Al suo arrivo la serie dei quattro arazzi dedicata ai Continenti (Firenze, deposito di palazzo Pitti) era già stata messa in programmazione e G. C. Sagrestani aveva già fornito il primo bozzetto dell'Asia. La tessitura di questo primo panno (firm. da Vittorio D., L. Bernini e G. Bruschi, 1718 e 1719) non viene iniziata prima del 1717, quando S. Papi fornisce il cartone dei fregio, mentre solo successivamente G. C. Sagrestani consegnerà via via i modelli, tutti in controparte, per le raffigurazioni centrali dello stesso arazzo (Firenze, Soprintendenza ai Beni artistici e storici, depositi), dell'Europa (Firenze, ibid.; l'arazzo firm. da Vittorio D., L. Bernini, 1723), dell'Africa (Roma, Montecitorio, in deposito dalla Soprintendenza di Firenze; l'arazzo tessuto nel 1723-26 c., firm. da Vittorio D. e L. Bernini) e dell'America (ibid., in deposito dalla Soprintendenza di Firenze; l'arazzo tessuto nel 1725-30c., firm. dagli stessi). Non documentata, anche se possibile, è invece la partecipazione di Vittorio alla manifattura delle prime due portiere degli Elementi (Firenze, Galleria di pal. Pitti), la Terra (1725-28 c.) e l'Acqua (1728-31).
È probabilmente la ristrutturazione di alcuni locali di palazzo reale voluta da Carlo Emanuele III pochi mesi dopo la sua salita al trono che motiva l'ordine, impartito a Vittorio nel febbraio 1731, di tornare al servizio della corte torinese: il rientro è pressoché contemporaneo a quello di C. F. Beaumont da Roma.
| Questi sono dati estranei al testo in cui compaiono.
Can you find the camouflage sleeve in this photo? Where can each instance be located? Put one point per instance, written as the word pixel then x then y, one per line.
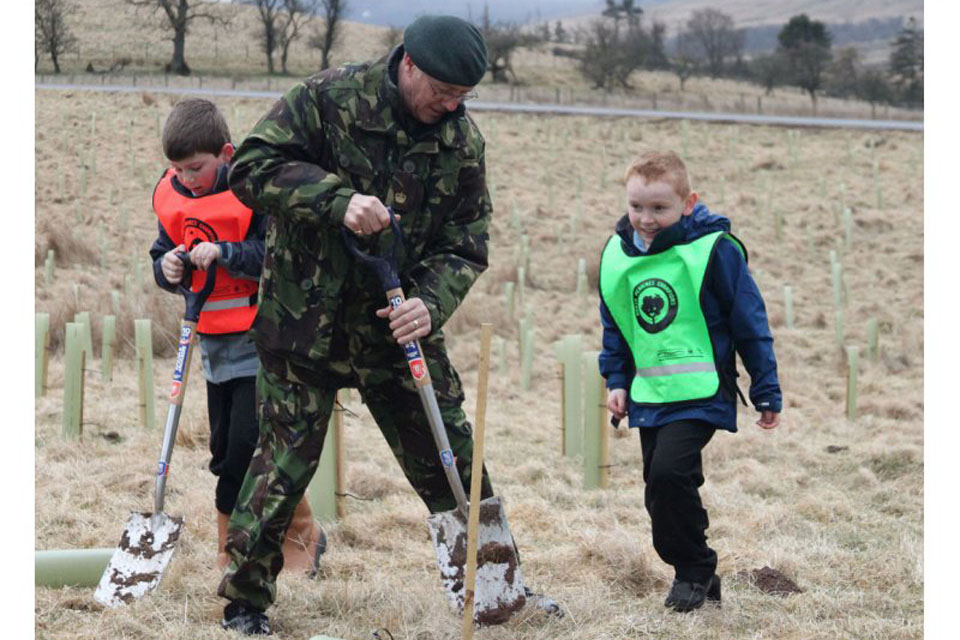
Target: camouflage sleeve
pixel 276 170
pixel 457 255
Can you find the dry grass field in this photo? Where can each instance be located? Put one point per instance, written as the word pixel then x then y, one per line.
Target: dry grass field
pixel 834 504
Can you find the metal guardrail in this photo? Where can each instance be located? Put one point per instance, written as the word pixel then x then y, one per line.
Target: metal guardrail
pixel 791 121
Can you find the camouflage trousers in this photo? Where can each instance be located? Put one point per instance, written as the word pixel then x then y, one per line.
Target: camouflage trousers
pixel 295 404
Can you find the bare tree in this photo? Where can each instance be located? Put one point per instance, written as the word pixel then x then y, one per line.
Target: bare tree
pixel 843 74
pixel 297 14
pixel 503 39
pixel 686 60
pixel 325 39
pixel 601 54
pixel 624 10
pixel 270 19
pixel 769 70
pixel 392 37
pixel 873 87
pixel 50 28
pixel 177 17
pixel 906 63
pixel 714 32
pixel 805 45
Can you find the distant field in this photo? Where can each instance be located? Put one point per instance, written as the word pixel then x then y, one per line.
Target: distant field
pixel 229 56
pixel 844 523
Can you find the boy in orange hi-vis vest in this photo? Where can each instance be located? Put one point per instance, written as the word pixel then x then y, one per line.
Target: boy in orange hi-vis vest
pixel 199 215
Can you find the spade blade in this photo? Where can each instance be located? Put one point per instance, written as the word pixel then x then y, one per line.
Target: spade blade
pixel 138 563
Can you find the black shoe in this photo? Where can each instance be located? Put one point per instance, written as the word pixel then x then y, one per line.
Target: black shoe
pixel 243 618
pixel 687 596
pixel 549 606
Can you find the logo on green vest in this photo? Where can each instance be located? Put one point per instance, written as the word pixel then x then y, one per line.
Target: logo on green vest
pixel 654 304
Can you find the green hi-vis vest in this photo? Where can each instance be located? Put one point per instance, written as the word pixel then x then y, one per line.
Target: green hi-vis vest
pixel 655 302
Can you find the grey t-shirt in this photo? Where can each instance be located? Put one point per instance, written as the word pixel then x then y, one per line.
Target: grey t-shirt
pixel 228 356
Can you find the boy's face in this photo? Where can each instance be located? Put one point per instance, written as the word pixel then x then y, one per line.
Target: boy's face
pixel 199 171
pixel 653 206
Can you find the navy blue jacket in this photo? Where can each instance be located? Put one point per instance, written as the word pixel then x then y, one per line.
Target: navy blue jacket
pixel 736 319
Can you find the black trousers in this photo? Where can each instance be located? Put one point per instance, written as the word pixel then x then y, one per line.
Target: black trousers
pixel 673 474
pixel 234 431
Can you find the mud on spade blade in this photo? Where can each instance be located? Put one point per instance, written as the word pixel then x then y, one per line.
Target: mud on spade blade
pixel 499 591
pixel 148 540
pixel 140 559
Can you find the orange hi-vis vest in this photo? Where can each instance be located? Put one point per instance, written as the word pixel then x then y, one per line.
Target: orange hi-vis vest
pixel 218 217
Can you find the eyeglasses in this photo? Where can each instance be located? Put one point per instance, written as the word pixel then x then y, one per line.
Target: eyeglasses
pixel 446 94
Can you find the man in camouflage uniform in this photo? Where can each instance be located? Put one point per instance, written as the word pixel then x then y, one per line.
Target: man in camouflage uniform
pixel 334 152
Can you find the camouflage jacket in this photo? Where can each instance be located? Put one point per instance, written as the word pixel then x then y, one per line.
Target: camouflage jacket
pixel 344 131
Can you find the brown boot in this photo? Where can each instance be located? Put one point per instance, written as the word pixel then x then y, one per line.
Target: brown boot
pixel 305 541
pixel 223 558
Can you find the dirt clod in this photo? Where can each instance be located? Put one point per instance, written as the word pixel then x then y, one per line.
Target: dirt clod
pixel 770 581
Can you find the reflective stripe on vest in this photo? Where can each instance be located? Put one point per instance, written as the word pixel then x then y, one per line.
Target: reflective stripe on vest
pixel 655 302
pixel 218 217
pixel 674 369
pixel 226 303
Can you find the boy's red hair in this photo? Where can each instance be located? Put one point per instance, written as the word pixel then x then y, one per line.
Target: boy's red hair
pixel 661 166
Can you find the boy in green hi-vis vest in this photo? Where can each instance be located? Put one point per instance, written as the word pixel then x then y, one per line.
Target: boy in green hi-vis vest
pixel 677 302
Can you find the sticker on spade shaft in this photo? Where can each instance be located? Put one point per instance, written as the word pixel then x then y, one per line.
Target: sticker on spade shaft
pixel 418 368
pixel 180 366
pixel 446 457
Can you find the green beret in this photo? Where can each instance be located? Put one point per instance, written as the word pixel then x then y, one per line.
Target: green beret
pixel 447 48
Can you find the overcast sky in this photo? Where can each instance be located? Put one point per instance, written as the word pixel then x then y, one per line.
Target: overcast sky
pixel 401 12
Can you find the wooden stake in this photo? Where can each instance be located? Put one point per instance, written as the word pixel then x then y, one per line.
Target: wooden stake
pixel 582 278
pixel 838 327
pixel 872 341
pixel 73 381
pixel 569 354
pixel 521 286
pixel 836 273
pixel 41 351
pixel 144 342
pixel 322 491
pixel 48 268
pixel 594 421
pixel 525 253
pixel 106 346
pixel 853 366
pixel 501 358
pixel 476 475
pixel 788 305
pixel 526 363
pixel 847 227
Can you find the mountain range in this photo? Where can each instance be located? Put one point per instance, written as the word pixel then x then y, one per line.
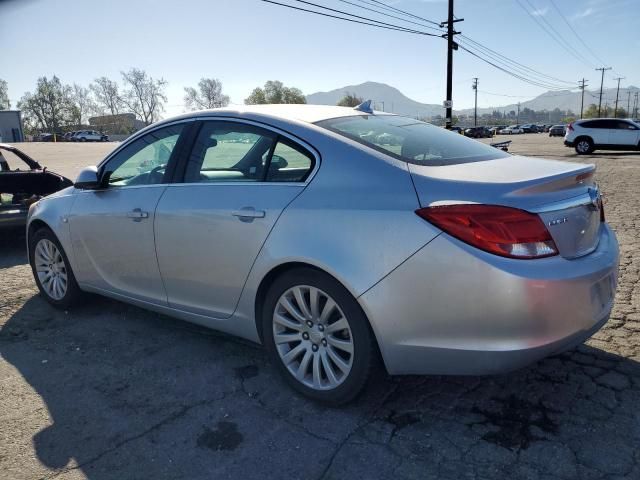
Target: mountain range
pixel 390 99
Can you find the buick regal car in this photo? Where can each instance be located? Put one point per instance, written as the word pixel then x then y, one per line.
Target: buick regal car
pixel 335 235
pixel 22 182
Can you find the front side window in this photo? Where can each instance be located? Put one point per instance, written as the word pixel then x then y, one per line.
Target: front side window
pixel 412 141
pixel 229 152
pixel 143 161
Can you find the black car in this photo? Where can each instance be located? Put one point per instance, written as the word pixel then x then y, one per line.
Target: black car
pixel 20 186
pixel 557 131
pixel 477 132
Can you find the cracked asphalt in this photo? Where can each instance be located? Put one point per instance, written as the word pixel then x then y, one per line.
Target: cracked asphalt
pixel 110 391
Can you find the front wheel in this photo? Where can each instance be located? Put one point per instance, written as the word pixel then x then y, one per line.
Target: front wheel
pixel 584 146
pixel 317 336
pixel 51 269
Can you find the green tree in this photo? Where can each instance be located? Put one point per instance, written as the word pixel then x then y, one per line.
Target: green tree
pixel 275 92
pixel 350 100
pixel 50 107
pixel 4 95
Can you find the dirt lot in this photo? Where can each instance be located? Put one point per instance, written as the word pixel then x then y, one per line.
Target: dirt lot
pixel 109 391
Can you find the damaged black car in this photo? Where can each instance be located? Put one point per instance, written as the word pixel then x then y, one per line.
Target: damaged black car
pixel 23 182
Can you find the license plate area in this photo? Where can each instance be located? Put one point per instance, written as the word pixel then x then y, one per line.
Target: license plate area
pixel 602 293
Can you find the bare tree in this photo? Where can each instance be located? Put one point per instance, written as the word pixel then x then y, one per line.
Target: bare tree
pixel 4 95
pixel 49 107
pixel 275 92
pixel 107 95
pixel 208 95
pixel 82 103
pixel 144 95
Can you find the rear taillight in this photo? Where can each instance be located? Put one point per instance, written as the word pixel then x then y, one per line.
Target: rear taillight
pixel 508 232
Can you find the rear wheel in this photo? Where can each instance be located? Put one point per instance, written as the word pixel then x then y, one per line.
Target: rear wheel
pixel 51 269
pixel 317 336
pixel 584 146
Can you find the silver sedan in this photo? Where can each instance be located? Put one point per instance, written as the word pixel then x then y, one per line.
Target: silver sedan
pixel 334 236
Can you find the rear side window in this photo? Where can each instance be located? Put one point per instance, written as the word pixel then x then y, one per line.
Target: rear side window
pixel 289 162
pixel 412 141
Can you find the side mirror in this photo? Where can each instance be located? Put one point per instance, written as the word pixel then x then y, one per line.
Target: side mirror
pixel 278 162
pixel 88 179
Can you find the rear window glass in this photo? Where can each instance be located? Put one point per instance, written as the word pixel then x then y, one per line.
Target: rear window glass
pixel 412 141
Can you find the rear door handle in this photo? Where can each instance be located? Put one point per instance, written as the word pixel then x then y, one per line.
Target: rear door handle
pixel 248 214
pixel 137 214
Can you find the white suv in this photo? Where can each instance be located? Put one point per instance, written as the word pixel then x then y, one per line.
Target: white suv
pixel 89 136
pixel 604 134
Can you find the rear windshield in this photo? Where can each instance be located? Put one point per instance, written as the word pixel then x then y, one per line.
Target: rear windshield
pixel 412 141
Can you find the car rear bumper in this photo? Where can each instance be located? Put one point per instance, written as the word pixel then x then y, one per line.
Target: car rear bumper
pixel 452 309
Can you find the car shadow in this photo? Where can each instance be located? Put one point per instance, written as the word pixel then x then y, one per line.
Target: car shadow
pixel 13 250
pixel 131 393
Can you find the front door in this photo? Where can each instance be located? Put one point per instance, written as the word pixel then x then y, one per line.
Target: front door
pixel 211 227
pixel 112 228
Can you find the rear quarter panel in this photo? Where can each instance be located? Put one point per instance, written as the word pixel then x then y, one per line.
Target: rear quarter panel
pixel 355 220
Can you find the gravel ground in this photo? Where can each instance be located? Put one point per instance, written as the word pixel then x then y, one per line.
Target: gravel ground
pixel 109 391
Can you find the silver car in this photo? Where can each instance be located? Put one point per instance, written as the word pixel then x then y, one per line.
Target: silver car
pixel 335 235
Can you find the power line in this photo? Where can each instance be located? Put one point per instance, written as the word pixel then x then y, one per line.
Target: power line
pixel 389 15
pixel 382 25
pixel 363 18
pixel 404 12
pixel 576 33
pixel 553 33
pixel 500 58
pixel 513 74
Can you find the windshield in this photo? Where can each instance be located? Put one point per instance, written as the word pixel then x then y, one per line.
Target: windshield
pixel 412 141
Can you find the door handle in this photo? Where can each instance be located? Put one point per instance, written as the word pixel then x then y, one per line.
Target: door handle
pixel 137 214
pixel 248 214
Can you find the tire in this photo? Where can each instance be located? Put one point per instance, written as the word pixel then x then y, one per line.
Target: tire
pixel 340 375
pixel 584 146
pixel 45 247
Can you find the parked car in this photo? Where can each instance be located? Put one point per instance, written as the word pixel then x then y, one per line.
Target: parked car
pixel 602 134
pixel 557 131
pixel 477 132
pixel 22 182
pixel 89 136
pixel 511 130
pixel 328 262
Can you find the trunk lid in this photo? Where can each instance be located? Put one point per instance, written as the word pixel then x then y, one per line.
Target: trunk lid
pixel 563 194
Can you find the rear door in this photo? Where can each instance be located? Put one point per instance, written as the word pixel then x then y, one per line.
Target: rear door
pixel 624 133
pixel 210 227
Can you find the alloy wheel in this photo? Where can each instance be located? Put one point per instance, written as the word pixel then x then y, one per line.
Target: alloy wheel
pixel 313 337
pixel 51 269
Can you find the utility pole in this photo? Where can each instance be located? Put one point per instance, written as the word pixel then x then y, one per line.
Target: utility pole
pixel 582 85
pixel 615 110
pixel 475 106
pixel 601 83
pixel 451 46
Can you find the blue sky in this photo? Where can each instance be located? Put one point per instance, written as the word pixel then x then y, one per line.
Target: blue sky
pixel 247 42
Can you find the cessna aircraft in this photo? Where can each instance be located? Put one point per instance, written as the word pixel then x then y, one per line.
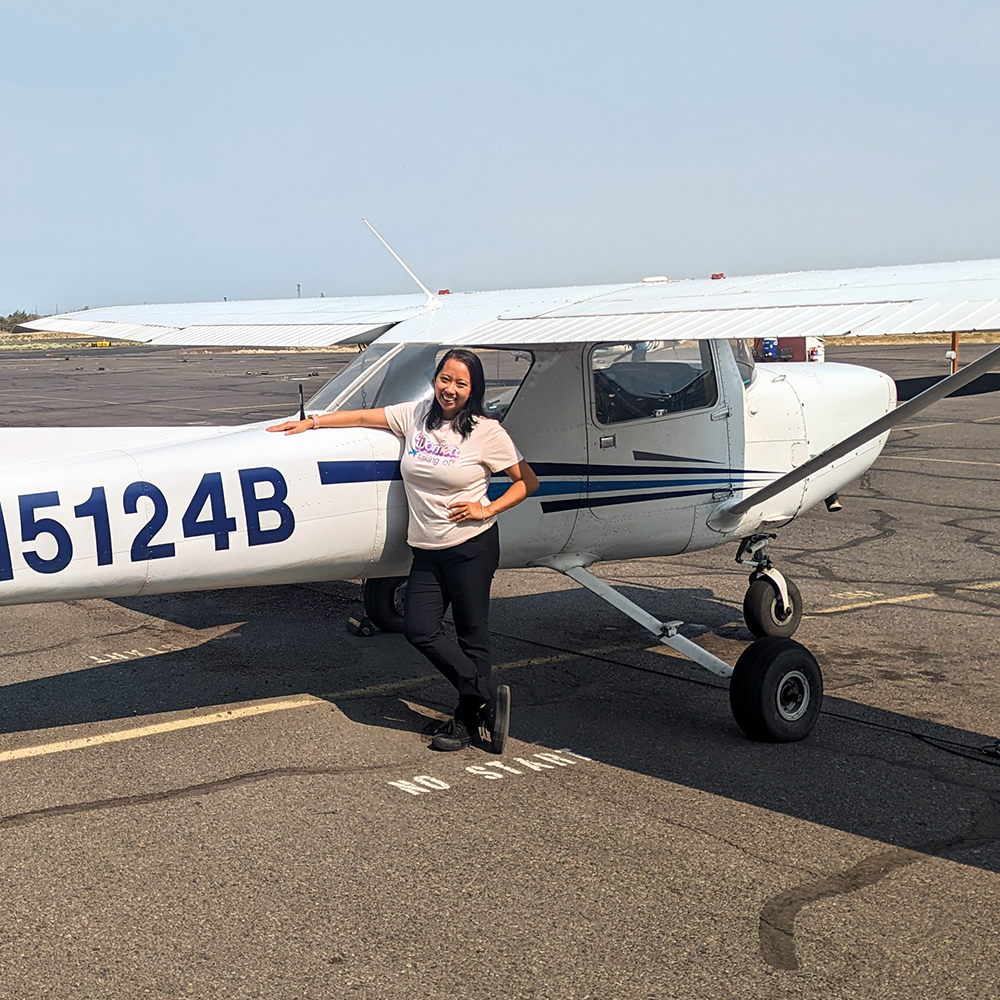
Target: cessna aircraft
pixel 638 405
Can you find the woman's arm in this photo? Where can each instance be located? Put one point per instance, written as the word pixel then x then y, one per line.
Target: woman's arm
pixel 341 418
pixel 524 483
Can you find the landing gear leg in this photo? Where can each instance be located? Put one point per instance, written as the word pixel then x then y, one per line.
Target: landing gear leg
pixel 776 687
pixel 384 599
pixel 773 604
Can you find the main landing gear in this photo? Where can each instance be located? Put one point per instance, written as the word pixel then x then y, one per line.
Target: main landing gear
pixel 384 602
pixel 776 687
pixel 773 604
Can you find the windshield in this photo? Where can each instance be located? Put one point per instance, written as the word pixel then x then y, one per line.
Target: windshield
pixel 399 373
pixel 743 353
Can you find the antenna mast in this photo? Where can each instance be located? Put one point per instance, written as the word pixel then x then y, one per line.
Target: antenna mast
pixel 433 302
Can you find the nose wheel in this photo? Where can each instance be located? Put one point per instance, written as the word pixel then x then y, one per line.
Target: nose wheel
pixel 766 613
pixel 772 604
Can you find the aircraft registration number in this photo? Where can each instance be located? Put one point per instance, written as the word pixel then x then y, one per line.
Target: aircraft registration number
pixel 206 514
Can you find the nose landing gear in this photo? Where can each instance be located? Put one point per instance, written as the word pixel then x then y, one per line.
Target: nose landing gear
pixel 772 605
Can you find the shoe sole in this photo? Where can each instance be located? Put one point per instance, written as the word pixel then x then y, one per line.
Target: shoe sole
pixel 502 722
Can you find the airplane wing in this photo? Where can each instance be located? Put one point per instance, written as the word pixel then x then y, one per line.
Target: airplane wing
pixel 264 323
pixel 963 297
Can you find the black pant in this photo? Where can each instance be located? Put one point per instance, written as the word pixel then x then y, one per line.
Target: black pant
pixel 459 576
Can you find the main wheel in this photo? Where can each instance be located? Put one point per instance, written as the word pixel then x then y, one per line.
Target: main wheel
pixel 384 600
pixel 776 691
pixel 760 608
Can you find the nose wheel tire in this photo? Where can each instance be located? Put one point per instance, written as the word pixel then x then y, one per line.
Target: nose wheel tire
pixel 384 600
pixel 776 691
pixel 760 609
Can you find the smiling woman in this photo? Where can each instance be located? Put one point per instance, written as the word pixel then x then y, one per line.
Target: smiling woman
pixel 451 448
Il desiderio di istituire un laboratorio di tessitura di arazzi già trapela dal regio biglietto di nomina ad arazziere, del i" maggio (Informativa istorica..., in Arch. di Stato di Torino..., RegistroO) poiché accanto all'obbligo della manutenzione delle tappezzerie già esistenti è prevista la fattura di lavori nuovi da pagarsi a parte e l'ammaestramento di alcuni apprendisti.
In effetti l'inizio della tessitura della prima serie di arazzi torinesi, quella di Alessandro, è anteriore alla istituzione ufficiale, avvenuta il 26 luglio del 1737, della manifattura reale, composta, oltre che di un laboratorio di basso liccio diretto da Vittorio, da un laboratorio di alto liccio diretto da A. Dini, già pagato dall'ottobre del 1736 (ibid.).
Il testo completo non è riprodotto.